Notebooks are one mechanism for running code in Databricks. The other mechanism is jobs.

For detailed information on managing and using notebooks, see Notebooks.

Jobs

Jobs are one mechanism for running code in Databricks. The other mechanism is notebooks.

For detailed information on managing and using jobs, see Jobs.

Libraries

A library makes third-party or locally-built code available to notebooks and jobs running on your clusters.

For detailed information on managing and using libraries, see Libraries.

Data

You can import data into a distributed file system mounted into a Databricks workspace and work with it in Databricks notebooks and clusters. You can also use a wide variety of Apache Spark data sources to access data.

For detailed information on managing and using data, see Data.

Models

The Model Registry is a centralized model store that enables you to manage the full lifecycle of MLflow Models. It provides chronological model lineage, model versioning, stage transitions, and model and model version annotations and descriptions.
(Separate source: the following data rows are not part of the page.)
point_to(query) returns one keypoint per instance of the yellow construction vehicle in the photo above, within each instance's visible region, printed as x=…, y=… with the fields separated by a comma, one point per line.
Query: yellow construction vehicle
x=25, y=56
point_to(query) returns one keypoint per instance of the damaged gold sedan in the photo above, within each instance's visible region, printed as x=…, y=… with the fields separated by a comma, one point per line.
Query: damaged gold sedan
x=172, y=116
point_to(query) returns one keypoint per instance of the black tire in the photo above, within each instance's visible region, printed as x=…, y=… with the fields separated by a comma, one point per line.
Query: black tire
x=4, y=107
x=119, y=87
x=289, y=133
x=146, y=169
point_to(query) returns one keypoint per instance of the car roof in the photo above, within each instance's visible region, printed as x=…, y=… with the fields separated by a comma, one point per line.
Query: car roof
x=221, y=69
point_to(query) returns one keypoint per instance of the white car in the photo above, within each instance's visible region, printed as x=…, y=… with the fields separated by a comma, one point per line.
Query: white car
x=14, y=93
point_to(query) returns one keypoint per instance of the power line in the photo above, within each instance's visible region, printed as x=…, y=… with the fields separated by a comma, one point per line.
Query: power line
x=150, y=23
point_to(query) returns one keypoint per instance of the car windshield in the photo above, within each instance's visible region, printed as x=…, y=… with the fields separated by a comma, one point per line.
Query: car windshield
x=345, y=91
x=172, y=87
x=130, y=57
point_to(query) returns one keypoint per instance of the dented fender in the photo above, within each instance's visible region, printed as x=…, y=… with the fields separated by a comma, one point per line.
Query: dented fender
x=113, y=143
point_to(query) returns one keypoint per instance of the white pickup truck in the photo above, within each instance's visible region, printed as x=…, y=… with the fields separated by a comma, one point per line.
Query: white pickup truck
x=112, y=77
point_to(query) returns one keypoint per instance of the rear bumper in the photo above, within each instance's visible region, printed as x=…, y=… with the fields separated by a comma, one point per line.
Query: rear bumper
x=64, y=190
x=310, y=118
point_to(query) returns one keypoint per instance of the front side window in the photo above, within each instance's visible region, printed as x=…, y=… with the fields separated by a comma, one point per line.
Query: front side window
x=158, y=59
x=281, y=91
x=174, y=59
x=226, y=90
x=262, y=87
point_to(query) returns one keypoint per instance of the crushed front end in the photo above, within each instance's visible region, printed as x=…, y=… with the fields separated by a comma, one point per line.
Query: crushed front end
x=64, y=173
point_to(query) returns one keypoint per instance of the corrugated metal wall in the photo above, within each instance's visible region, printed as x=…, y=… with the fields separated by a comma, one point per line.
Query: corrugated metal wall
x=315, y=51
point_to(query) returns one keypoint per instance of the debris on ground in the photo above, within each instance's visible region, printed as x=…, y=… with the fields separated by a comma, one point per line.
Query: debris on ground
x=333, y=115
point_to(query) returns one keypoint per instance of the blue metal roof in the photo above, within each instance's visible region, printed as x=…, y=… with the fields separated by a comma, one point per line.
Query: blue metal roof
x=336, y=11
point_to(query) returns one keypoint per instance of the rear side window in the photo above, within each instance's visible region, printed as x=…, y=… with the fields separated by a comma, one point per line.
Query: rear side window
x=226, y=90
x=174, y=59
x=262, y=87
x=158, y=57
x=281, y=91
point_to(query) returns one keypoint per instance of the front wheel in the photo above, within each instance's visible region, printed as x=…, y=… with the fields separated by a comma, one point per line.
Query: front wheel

For more detailed information, see MLflow Model Registry on Databricks.

Experiments

An MLflow experiment is the primary unit of organization and access control for MLflow machine learning model training runs; all MLflow runs belong to an experiment. Each experiment lets you visualize, search, and compare runs, as well as download run artifacts or metadata for analysis in other tools.

For detailed information on managing and using experiments, see Experiments.

Models

A model refers to an MLflow registered model, which lets you manage MLflow Models in production through stage transitions and versioning. A registered model has a unique name, versions, model lineage, and other metadata.

For detailed information on managing and using models, see MLflow Model Registry on Databricks.